Piecewise linear regression model
In our prediction model the piecewise linear regression have been used, it is a special case of the linear regression. Sometimes data do not follow the linear pattern as shown in Fig. 3a. However, if it still tries to model them using the linear regression then it will not be properly correlated. When such a model uses to predict, then it results high error value. In that situation, one line simply is not enough to fit the data, then the concept of piecewise linear regression comes to overcome such limitation as depicted in Fig. 3b. When the data set follows different linear trends over the different partitions of data, then we should model the regression function in several pieces. Each linear regression is corresponding to a partition is the pieces and the pieces are connected or not connected depends on the data and the problem. In case of connections, the connecting points are known as the break points, i.e. the points where the slope changes.
The point at \(x = p\) is the joining point of two lines, i.e., a breakpoint.
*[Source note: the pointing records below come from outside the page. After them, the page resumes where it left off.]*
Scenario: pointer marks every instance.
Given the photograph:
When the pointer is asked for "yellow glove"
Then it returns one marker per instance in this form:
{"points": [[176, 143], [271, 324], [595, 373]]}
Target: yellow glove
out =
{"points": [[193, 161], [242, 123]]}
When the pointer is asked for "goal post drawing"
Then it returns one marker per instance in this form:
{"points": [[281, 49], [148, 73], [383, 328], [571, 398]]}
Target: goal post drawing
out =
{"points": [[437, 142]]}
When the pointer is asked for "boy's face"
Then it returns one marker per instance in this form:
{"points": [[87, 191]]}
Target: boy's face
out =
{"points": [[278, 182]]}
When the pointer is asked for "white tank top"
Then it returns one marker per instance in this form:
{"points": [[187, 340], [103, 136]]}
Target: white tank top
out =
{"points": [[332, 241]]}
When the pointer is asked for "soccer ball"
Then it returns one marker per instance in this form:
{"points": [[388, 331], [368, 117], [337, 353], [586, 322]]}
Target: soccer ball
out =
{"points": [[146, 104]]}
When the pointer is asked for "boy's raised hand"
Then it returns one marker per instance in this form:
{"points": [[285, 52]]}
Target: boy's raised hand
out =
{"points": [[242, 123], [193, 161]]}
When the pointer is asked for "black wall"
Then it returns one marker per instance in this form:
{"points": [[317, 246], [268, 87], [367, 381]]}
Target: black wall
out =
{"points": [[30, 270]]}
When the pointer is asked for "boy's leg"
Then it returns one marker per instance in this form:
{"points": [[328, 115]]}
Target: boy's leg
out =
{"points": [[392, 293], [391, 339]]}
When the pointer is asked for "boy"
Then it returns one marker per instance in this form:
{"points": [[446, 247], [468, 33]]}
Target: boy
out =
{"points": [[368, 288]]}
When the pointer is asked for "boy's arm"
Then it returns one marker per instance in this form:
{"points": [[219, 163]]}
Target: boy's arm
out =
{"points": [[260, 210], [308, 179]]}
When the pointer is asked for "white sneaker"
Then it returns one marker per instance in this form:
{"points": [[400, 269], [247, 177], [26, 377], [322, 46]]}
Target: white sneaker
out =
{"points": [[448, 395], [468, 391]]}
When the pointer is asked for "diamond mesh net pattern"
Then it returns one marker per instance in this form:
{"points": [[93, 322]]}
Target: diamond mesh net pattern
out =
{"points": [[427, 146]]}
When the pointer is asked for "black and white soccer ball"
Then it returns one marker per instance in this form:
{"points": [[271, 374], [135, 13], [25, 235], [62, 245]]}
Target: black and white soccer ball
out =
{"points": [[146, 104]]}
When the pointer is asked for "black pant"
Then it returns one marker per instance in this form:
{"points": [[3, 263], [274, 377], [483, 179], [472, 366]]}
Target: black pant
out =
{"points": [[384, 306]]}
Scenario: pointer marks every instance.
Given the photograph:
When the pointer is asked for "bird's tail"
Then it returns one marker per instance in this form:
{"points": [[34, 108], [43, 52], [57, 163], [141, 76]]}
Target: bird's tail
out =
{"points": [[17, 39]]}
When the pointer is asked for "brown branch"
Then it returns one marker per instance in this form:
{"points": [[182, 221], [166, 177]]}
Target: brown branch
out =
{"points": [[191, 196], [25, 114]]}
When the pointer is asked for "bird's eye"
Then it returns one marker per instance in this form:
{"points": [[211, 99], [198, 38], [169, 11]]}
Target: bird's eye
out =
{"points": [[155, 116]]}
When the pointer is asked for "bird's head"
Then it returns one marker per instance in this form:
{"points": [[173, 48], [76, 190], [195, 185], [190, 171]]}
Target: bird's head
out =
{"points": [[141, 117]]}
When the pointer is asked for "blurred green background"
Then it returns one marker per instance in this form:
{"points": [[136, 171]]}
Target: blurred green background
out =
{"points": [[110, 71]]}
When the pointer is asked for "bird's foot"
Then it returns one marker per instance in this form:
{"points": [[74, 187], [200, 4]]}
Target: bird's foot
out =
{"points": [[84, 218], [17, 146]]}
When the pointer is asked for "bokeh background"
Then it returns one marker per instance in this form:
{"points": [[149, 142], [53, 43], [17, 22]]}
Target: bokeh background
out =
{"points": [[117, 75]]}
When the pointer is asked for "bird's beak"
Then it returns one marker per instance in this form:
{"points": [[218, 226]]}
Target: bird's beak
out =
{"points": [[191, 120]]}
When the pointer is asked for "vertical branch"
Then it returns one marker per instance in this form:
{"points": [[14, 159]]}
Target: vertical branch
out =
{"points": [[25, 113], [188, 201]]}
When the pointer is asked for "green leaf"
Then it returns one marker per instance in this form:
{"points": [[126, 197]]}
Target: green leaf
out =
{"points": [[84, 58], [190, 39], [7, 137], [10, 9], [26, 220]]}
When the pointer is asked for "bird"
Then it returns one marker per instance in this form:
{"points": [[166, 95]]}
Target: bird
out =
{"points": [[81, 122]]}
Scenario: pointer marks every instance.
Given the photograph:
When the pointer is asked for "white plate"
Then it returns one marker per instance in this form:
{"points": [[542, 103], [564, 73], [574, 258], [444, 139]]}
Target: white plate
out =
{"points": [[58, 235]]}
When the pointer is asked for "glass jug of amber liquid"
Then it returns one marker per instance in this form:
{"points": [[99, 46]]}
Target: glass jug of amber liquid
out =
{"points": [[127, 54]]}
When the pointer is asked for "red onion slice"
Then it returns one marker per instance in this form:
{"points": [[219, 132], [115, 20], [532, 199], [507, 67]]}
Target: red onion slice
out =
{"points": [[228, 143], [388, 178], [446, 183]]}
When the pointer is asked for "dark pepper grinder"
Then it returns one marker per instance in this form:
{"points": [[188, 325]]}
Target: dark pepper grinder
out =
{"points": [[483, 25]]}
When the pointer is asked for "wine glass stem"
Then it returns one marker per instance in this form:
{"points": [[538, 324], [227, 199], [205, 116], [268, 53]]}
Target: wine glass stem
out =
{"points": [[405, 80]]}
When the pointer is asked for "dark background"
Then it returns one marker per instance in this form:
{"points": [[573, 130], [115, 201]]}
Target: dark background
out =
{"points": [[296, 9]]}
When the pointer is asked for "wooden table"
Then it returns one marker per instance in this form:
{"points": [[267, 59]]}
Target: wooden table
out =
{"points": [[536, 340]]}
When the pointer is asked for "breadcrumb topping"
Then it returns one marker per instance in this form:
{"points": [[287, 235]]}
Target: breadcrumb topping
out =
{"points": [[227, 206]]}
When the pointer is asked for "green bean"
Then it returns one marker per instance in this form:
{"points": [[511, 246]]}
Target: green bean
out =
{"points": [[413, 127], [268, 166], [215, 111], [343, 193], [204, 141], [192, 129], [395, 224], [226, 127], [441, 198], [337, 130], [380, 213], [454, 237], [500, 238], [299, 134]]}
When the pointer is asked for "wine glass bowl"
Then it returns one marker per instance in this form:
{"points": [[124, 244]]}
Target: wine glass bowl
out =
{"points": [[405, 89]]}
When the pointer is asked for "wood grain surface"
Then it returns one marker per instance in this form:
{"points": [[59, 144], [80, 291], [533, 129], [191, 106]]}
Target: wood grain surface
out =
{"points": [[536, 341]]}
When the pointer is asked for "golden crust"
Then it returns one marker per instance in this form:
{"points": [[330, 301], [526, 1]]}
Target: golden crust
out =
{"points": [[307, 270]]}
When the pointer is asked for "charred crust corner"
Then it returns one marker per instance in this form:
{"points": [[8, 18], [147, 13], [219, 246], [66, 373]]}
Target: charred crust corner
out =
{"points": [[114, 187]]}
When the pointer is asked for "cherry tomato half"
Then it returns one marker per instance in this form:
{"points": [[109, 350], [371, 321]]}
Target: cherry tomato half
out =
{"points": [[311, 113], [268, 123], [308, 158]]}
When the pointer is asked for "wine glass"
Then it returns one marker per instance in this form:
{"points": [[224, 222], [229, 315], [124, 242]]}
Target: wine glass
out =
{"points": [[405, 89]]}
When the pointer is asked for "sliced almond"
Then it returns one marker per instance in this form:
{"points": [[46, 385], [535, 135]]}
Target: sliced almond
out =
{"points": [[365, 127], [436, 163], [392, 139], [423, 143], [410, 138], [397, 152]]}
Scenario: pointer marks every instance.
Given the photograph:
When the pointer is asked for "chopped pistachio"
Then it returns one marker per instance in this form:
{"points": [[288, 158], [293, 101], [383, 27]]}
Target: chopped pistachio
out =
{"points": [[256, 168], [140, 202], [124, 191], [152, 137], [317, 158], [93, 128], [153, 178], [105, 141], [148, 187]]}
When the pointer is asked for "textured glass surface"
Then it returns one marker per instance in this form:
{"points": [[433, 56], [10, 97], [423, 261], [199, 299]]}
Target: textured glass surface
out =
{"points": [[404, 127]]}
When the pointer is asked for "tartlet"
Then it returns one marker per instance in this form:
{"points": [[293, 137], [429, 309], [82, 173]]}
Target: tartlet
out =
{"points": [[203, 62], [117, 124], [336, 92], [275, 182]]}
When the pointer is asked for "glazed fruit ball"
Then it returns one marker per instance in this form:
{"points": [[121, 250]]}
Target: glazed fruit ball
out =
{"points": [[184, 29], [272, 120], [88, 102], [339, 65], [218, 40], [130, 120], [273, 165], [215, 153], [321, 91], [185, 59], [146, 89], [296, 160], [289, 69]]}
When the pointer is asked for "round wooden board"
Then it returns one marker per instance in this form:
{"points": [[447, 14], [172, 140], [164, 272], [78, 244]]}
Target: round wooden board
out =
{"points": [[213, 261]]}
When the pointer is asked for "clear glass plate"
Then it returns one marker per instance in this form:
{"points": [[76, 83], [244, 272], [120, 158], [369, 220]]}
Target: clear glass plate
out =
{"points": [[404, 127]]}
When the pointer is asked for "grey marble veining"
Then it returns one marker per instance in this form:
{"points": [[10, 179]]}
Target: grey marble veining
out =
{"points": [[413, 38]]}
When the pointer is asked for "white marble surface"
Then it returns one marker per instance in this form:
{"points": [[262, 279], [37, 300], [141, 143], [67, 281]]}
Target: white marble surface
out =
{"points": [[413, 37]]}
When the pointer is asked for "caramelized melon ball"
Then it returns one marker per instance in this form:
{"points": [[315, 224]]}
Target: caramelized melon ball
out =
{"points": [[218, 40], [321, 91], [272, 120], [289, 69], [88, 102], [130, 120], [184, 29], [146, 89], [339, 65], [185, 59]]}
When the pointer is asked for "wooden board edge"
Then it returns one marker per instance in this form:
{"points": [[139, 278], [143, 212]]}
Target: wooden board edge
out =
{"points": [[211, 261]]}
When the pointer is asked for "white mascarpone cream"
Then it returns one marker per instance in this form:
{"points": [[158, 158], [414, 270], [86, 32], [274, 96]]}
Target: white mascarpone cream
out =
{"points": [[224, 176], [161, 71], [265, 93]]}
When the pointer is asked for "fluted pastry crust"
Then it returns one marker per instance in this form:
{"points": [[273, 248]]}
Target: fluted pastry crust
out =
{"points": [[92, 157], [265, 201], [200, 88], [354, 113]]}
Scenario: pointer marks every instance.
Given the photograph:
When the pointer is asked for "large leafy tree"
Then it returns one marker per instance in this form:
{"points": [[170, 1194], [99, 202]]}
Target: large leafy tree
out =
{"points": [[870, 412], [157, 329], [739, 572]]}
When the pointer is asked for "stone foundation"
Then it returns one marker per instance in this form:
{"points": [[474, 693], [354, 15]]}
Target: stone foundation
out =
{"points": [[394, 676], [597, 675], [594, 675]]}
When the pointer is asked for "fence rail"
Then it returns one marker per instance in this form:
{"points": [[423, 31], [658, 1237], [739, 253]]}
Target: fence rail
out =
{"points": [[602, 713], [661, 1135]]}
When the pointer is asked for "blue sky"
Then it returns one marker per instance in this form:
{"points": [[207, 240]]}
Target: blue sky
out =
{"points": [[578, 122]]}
Our assumption is that the regression function to be continuous at the breakpoint, the two values for y need to be equal at the breakpoint (when x = p), i.e., we have the relation
$$\begin{aligned} c_1+m_1 p=c_2+m_2 p \,\hbox {or}\, c_2=c_1+(m_1-m_2 )p \end{aligned}$$
The same concept can be extended for more than two breakpoints, and it depends on the data. To implement this model from a given data set, the main challenge is to partition the data set for the piecewise regression. In other words, the problems are to find out the breakpoints from the data set. In our experiment, we have done by finding the slope of the consecutive pairwise points, i.e., if there are n points, then there will be \((n-1)\) such slopes. From these slopes, whenever there is an abrupt change, then we consider that point is the breakpoint. This is done by the heuristic approach by the observation of the slopes.